Detron Smith

No. 42, 39, 33
- Position: Fullback

Personal information
- Born: February 25, 1974 (age 52) Dallas, Texas, U.S.
- Listed height: 5 ft 10 in (1.78 m)
- Listed weight: 229 lb (104 kg)

Career information
- High school: Lake Highlands (Dallas)
- College: Texas A&M
- NFL draft: 1996: 3rd round, 65th overall pick

Career history
- Denver Broncos (1996–2001); Jacksonville Jaguars (2002)*; Indianapolis Colts (2002–2003);
- * Offseason or practice squad member only

Awards and highlights
- 2× Super Bowl champion (XXXII, XXXIII); Pro Bowl (1999);

Career NFL statistics
- Rushing yards: 17
- Rushing average: 3.4
- Receptions: 13
- Receiving yards: 103
- Total touchdowns: 2
- Stats at Pro Football Reference

= Detron Smith =

American football player (born 1974)

Detron Nigel Smith (born February 25, 1974) is an American former professional football player who was a fullback in the National Football League (NFL), primarily with the Denver Broncos. He played college football for the Texas A&M Aggies and was selected by the Broncos in the third round of the 1996 NFL draft. He was selected to the Pro Bowl in 1999 as a special teamer.

==Early life and college==
Smith was a consensus Texas Top 100 selection at Lake Highlands High School in Dallas, Texas and was rated the second-best fullback prospect in the Southwest, receiving a perfect score of 10 points on Max Emfinger's Blue Chip List. During his career at Lake Highlands, he carried the ball 181 times for 1,351 yards (7.5 yards per carry) and scored 15 touchdowns.
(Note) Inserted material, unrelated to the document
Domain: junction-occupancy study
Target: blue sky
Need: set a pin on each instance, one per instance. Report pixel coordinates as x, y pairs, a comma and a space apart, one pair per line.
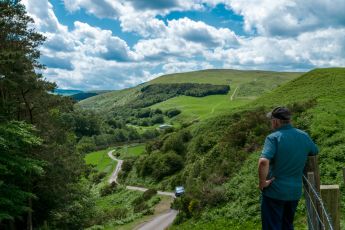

Smith was primarily a blocking back during his career at Texas A&M, creating holes for future NFL running backs Rodney Thomas, Greg Hill, and Leeland McElroy. He rushed 57 times for 184 yards (3.2 yards per carry) and one touchdown, while catching 33 passes for 300 yards (9.1 yards per catch) with a long of 35 yards. Smith also returned five kickoffs for 54 yards. During his first two years at A&M (1992–93), Smith's running backs coach was his future Broncos offensive coordinator and current Denver Broncos head coach Gary Kubiak. Smith made a key block on a McElroy touchdown in the 1993 game against Texas that secured the Southwest Conference title for the Aggies.

==Professional career==
Smith was the first blocking fullback selected when he was drafted in the third round (65th overall) of the 1996 NFL draft by the Denver Broncos, and the second true fullback behind only Tampa Bay's Mike Alstott. In April 2002, after six seasons in Denver, Smith was signed by the Jacksonville Jaguars. However, he was released before making an appearance and played for the Indianapolis Colts in 2002 and 2003. He was released by the Colts in early 2004.

During his tenure in the NFL, Smith was known as an energetic player who is competitive in blocking and special teams alike. With both the Broncos and Indianapolis Colts, Smith became a fan favorite with his hits on special teams and willingness to do the little things. In total, he played in 113 games over 8 seasons, highlighted by his selection to the Pro Bowl 1999 and two Super Bowl rings won with the Broncos (Super Bowl XXXII in 1997 and Super Bowl XXXIII in 1998).